Concetti Chiave
Proposing the In-context Autoencoder (ICAE) to compress long contexts efficiently in large language models.
Sintesi
The article introduces the In-context Autoencoder (ICAE) as a solution to compress long contexts efficiently in large language models. ICAE leverages autoencoding and language modeling objectives to generate memory slots that represent the original context accurately. Pretraining on massive text data enables ICAE to achieve 4× context compression based on Llama, improving latency and GPU memory cost during inference. The results suggest a novel perspective on working memory in cognitive science and representation learning in LLMs, emphasizing scalability and potential implications for further research.
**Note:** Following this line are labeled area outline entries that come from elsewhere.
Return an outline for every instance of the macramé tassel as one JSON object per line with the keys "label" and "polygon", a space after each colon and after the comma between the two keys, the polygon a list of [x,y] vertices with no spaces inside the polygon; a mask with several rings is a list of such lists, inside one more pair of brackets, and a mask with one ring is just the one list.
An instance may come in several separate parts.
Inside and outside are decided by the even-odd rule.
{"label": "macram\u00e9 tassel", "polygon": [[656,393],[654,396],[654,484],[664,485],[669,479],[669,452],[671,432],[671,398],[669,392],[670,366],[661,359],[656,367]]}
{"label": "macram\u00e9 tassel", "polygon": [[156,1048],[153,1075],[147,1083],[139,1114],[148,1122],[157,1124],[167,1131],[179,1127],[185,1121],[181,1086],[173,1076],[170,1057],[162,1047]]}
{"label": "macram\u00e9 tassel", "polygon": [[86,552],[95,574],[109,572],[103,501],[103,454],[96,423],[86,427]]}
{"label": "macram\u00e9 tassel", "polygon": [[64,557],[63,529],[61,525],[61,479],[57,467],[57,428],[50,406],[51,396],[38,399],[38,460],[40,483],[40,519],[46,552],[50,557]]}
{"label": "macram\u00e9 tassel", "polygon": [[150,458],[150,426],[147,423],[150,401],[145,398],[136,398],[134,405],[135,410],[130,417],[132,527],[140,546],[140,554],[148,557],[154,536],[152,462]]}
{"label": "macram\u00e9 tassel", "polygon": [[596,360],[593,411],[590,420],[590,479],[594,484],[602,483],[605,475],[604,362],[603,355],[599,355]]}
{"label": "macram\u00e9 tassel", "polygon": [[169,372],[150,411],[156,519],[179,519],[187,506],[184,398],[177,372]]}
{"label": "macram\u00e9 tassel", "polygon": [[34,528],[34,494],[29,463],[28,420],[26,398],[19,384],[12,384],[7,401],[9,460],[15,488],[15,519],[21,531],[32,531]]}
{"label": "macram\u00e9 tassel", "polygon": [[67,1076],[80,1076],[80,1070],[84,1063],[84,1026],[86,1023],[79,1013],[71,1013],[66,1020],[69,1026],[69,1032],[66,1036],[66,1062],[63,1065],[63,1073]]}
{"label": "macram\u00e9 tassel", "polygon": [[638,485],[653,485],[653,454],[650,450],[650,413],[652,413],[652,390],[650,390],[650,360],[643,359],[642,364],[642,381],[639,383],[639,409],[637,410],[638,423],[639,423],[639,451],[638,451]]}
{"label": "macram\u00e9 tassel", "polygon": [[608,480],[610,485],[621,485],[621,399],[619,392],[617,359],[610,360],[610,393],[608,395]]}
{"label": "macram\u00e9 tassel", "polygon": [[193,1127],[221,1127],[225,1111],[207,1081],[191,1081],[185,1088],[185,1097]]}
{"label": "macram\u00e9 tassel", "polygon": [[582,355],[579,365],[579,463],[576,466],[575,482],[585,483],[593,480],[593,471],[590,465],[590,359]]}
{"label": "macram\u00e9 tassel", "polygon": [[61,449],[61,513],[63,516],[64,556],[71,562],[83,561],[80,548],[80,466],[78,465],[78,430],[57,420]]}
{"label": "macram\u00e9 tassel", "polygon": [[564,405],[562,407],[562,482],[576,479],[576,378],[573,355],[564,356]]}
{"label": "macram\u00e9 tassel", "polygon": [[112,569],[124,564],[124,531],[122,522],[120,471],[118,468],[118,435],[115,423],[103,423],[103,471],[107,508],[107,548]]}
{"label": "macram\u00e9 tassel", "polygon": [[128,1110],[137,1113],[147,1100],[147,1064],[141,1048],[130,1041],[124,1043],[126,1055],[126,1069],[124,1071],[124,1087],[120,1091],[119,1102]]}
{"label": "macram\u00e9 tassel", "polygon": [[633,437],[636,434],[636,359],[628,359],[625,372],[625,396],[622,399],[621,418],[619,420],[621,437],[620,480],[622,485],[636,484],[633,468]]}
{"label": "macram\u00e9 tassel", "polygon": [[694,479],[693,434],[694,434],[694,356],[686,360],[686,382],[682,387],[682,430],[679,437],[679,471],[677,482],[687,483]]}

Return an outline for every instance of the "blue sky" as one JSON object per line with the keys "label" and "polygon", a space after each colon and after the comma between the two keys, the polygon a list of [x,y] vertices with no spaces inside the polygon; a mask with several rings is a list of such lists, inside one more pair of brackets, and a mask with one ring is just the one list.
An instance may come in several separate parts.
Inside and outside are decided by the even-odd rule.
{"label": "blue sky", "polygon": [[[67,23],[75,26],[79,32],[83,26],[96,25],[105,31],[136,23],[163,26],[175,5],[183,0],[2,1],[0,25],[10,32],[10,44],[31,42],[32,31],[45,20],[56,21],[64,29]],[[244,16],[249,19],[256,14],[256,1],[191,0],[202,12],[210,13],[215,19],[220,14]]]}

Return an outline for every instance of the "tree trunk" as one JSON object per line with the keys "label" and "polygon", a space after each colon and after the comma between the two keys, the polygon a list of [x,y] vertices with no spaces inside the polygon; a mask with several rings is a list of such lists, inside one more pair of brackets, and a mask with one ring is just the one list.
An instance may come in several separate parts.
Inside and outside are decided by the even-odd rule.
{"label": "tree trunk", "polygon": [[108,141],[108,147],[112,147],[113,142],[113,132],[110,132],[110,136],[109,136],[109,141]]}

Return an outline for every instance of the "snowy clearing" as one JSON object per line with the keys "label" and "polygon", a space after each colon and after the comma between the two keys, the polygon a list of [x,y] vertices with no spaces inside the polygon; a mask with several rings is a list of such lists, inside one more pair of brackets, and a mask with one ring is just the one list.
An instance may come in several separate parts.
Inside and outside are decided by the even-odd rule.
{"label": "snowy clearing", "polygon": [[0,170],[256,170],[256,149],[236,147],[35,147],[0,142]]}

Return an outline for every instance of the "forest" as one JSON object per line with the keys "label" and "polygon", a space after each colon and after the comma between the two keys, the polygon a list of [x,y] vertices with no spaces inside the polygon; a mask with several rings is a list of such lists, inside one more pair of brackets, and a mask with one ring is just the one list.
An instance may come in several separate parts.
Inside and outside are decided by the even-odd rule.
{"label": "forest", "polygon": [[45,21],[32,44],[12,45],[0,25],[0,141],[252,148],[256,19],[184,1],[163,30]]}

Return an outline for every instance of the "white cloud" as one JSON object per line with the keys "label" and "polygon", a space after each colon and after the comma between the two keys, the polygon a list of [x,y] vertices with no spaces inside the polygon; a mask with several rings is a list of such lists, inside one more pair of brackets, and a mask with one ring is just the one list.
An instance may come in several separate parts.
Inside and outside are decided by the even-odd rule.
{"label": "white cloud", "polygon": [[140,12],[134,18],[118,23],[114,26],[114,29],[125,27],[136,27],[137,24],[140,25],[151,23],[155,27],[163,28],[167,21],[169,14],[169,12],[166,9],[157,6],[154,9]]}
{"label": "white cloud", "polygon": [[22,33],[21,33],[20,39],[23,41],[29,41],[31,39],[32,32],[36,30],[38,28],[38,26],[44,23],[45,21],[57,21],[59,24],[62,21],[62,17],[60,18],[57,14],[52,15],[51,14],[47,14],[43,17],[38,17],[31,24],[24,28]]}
As artificial intelligence advances, concerns about ethical use and public perception arise among tech companies like Google, Amazon, Microsoft, Facebook, and IBM. Long context modeling poses challenges for Transformer-based LLMs due to their self-attention mechanism. Previous research focuses on architectural innovations to tackle long context issues but struggles with performance on lengthy contexts. In contrast, ICAE approaches the problem through context compression using a learnable encoder adapted from LLM with LoRA for encoding into memory slots.
Experiments demonstrate ICAE's effectiveness in compressing contexts while maintaining accuracy. The model is fine-tuned on instruction data for practical scenarios, enhancing interaction with prompts. Results show improved autoencoding performance of pretrained ICAE without instruction fine-tuning. Text continuation evaluation indicates more pronounced losses with higher compression ratios in language modeling tasks.
Statistiche
Introducing about 1% additional parameters
Achieving 4× context compression based on Llama
Improved latency and GPU memory cost during inference
Citazioni
"Context compression is motivated by the fact that a text can be represented in different lengths in an LLM while conveying the same information."
"We propose In-context Autoencoder (ICAE) – a novel approach to context compression by leveraging the power of an LLM."
"All these results imply a novel perspective on the connection between working memory in cognitive science and representation learning in LLMs."